I was very interested, and pleased, to receive the following email message from Judy Anderson, President of the Australian Association of Mathematics Teachers today regarding the recent release of NAPLAN results:
TO: All AAMT members and interested others
You will be aware from the media and in your school that NAPLAN (National Assessment Program in Literacy and Numeracy) results are now being distributed to parents. The release of the summary report has resulted in a range of comments in the media. Interpreting the data for parents and at the class and school levels is likely to be on the agenda for many members of AAMT. I write to remind you of the AAMT’s position on the matter: these comments refer to the ‘Position Paper on the Practice of Assessing Mathematics Learning’ and may be useful to you in the conversations about the NAPLAN results that are likely to be occurring all over the country. The Position Paper can be downloaded from http://www.aamt.edu.au/Documentation/Statements
One of the main issues is the use of NAPLAN data. The Position paper makes some clear statements about this.

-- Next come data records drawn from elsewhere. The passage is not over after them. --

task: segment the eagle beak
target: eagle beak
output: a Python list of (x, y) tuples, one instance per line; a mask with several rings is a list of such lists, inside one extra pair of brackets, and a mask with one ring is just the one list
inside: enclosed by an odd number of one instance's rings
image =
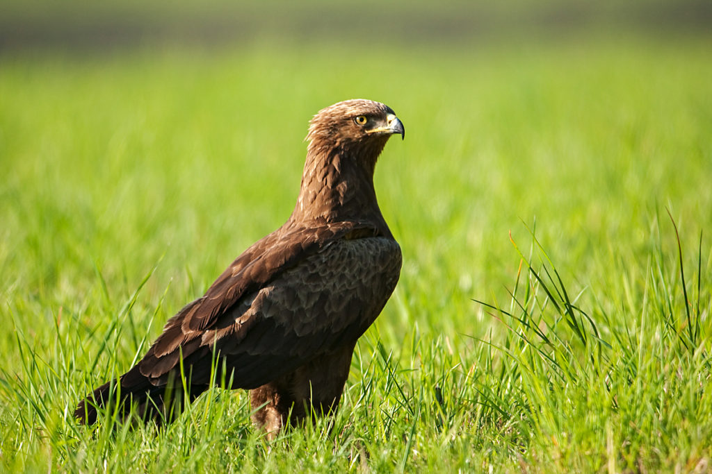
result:
[(379, 126), (375, 129), (371, 129), (370, 130), (367, 130), (366, 133), (369, 134), (400, 134), (402, 139), (405, 139), (405, 127), (403, 126), (403, 122), (397, 117), (393, 114), (389, 114), (386, 116), (386, 126)]
[(388, 124), (388, 129), (391, 131), (392, 134), (400, 134), (401, 140), (405, 139), (405, 127), (403, 126), (403, 122), (392, 114), (389, 114), (388, 117), (386, 117), (387, 123)]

It states that Education authorities’
€ ‘make claims that can be related directly to what is assessed’:
the format of NAPLAN tests limits what they are able to assess.
€ ‘prohibit the publication of league tables of schools from their data’:
league tables and similar coarse comparisons of schools’ performances are not helpful to teachers and the teaching and learning of mathematics.

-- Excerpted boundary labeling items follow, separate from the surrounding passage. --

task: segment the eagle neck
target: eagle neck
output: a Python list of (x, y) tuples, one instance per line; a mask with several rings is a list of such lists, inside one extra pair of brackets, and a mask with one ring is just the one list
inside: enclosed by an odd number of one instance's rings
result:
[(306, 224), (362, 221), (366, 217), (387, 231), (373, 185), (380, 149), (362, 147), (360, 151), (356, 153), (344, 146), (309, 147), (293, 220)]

€ ‘provide information that maximises opportunities for teachers to capitalise, in their teaching, on the assessment information gathered’:
it is more than just providing the data — education authorities need to support teachers and schools to analyse NAPLAN results to diagnose students’
strengths and weaknesses. (p. 7)
There is no doubt that the NAPLAN results can provide diagnostic information about your students so I encourage you to seek out that information and use it to inform your teaching. However, the Position Paper argues for ‘appropriate assessment’ by stating that teachers should:
€ ‘assess the full range of learning goals by using a range of strategies’:
NAPLAN tests are only one component of a comprehensive approach to assessment in mathematics. (p. 3)
Education authorities and schools need to further support the development of quality assessment in mathematics.
The release of the NAPLAN results is a single event in this whole year of teaching mathematics. I hope that you are able to be involved in productive thinking and conversations about the process and the data as part of what we all recognise as the ‘main game’ — high quality teaching, learning and assessment in mathematics for all our young people.